I'm wondering if really, the causality is reversed: it's not that the renewables make energy expensive in the UK, it's that energy is expensive in the UK, which incentivized construction of a lot of renewables, because they're an overall cheaper source of energy long-term since you don't have to either pay your neighbors to import them or build rigs in the saltwater ocean?
Yes, there are massive onshore reserves. The Tory government that has been accused on here of pimping the environment immediately banned all exploration.
There is are also two relatively big offshore fields that were taken to a very late stage of development and then stopped because of opposition by local government.
I would research exactly how big the gap is with other countries (and, remember, retail price is subsidised).

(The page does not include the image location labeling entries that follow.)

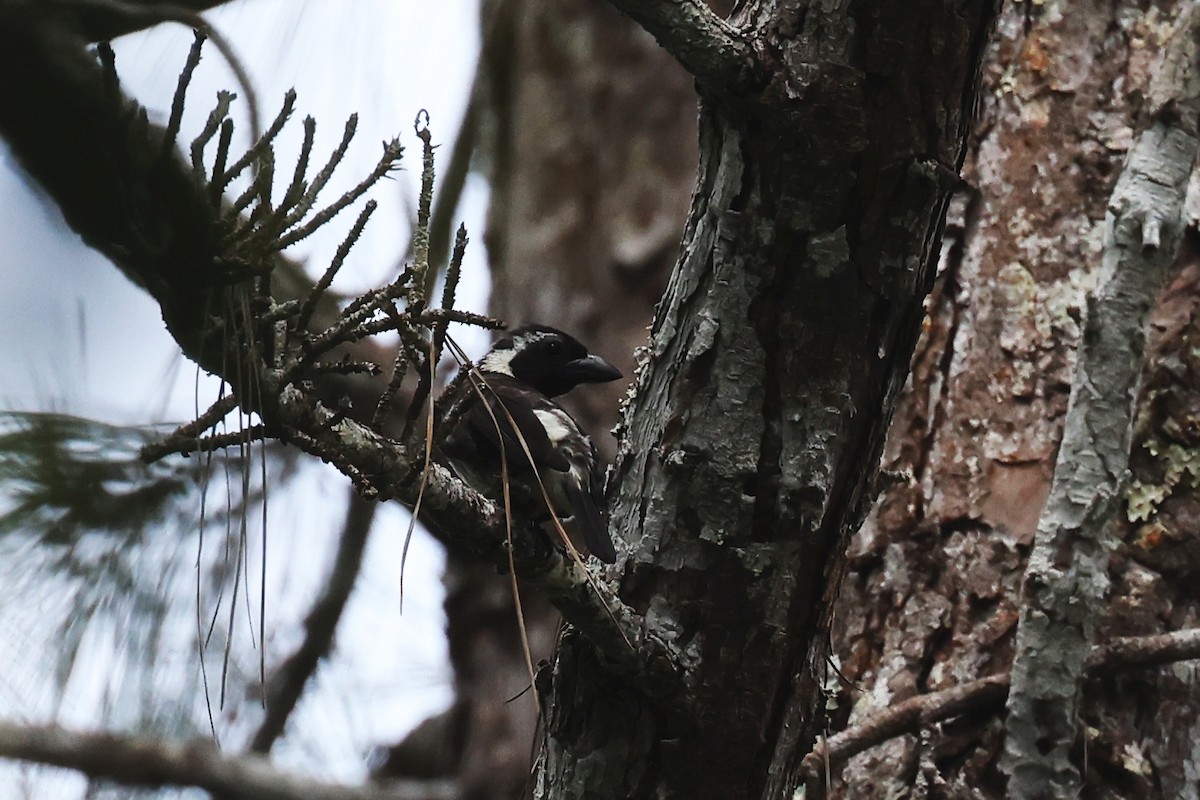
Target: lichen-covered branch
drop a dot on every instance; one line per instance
(1066, 581)
(153, 763)
(987, 696)
(213, 272)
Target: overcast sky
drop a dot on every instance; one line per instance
(79, 338)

The Cameron government made the active decision to order companies to shut down power plants with no plans for replacement. To be clear, nothing about energy...this is jut electricity provision. There was no economic incentive, that is why tens of billions were given to energy companies to produce non-economic, expensive power with guaranteed payments.
There was some research done last year iirc: if the UK paid zero for gas, the price of electricity would not stop rising because of the government intervention.
It is reasonable that you assume something rational must be going on here. But that model does not apply in the UK. Politics took over from economics a long time ago.
There are still large untapped known fields in the North Sea within UK waters adjacent to the same that Norway are still profitably using. There is also vast swathes of UK waters that are unexplored, and are currently artificially expensive to do so due to UK taxation on fossil fuel companies.
The price of petrol at the pump is at least 50% Government direct tax - fuel duty, VAT (which multiplies the duty value - very cheeky). Then the other parts - wholesale price, retailer profit, delivery costs, have their tax implicitly priced into that. That probably makes the overall Government take something like 70% of the price you pay.
As for coal, there's apparently about 600 million tons of accessible usable coal left, which at current UK usage is good for quite a few decades if not more.